A renovated physiotherapy department for Joyland in Kisumu



The children and young grown-ups of the Joyland were so enthusiastic when joining the opening of the renovated physiotherapy-department in “their home”.

Physiotherapy offers them regular treatment and abilities to train their body in gaining more physical independency from others.

Sam Owino – the general manager of Joyland himself is supported by a pair of crutches. He is doing more than anyone who knew him as an infant would have thought possible. He was born with disabilities and faced many obstacles. Most people with a physical handicap are forced to survive by begging in the streets.
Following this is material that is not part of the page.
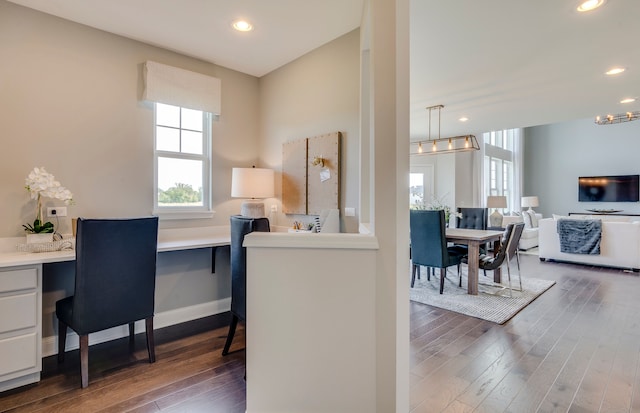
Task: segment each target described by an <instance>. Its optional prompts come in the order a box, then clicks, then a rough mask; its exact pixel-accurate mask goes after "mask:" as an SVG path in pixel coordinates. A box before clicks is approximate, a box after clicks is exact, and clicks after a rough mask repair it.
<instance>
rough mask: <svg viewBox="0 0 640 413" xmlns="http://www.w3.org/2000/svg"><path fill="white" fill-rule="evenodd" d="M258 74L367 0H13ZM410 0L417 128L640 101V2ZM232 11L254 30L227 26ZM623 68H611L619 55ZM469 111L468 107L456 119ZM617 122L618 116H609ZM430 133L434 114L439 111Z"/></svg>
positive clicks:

Joyland was founded in 1974 as a rehabilitation center and school by The Salvation Army in Kisumu. Joyland is comprised of two schools: The primary school covers grades 1-8, while the secondary school, which opened in 1994, rounds out the pre-university education. Joyland offers vocational courses as well where students are taught life skills including tailoring, and farming programs. If young people pass their primary school exam, they can go on to secondary school and some can go to university. If not, they are channeled into vocational education to learn trade skills that will support them in the future.


Because many students come from homes far from the schools, almost all students live on site in dormitories. A total of 250 students live, eat, study and work together. The schools serve students with a variety of needs, including those with muscular dystrophy, cerebral palsy, mental illness, spina bifida, epilepsy and those who have been injured. Those with multiple disabilities find support and fellowship at Joyland. Each child is assessed upon admission and given specific treatment goals with options outlined for their needs and potential.
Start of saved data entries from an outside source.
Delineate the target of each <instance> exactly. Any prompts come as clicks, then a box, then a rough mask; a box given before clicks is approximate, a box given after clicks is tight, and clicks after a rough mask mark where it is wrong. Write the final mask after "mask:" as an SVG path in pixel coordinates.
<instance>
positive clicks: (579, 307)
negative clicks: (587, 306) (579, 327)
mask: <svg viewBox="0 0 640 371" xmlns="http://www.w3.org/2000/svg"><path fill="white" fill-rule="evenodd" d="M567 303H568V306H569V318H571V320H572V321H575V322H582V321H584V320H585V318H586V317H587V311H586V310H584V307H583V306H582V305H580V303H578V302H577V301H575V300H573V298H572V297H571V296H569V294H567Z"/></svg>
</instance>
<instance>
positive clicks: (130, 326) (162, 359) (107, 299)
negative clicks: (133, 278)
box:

The students’ needs go beyond their visible, physical disabilities. Most have suffered emotional and psychological trauma, often as a direct result of their physical condition. Joyland offers the children a safe home where they learn how to earn a living when they have left the house. Not necessary to say that not all children are succesfull at the end.

The physical plant is generally in good condition, but closer inspection uncovers glaring needs. A room for rehabilitation is nearly bare because the equipment is either in disrepair or unavailable. Dormitories are badly overcrowded. Due to the lack of walkways, the rainy season is a hardship. Many students have to drag themselves along the ground to get from place to place.

Despite the obstacles, remarkable work is being done by staff and students. At regional competitions held recently in Kenya, the students came out on top in para-volleyball, athletic field events and board games and were also awarded the overall trophy as the best region in sports. Many of the students have gone on to successful careers, disproving the prejudices many still hold regarding the disabled.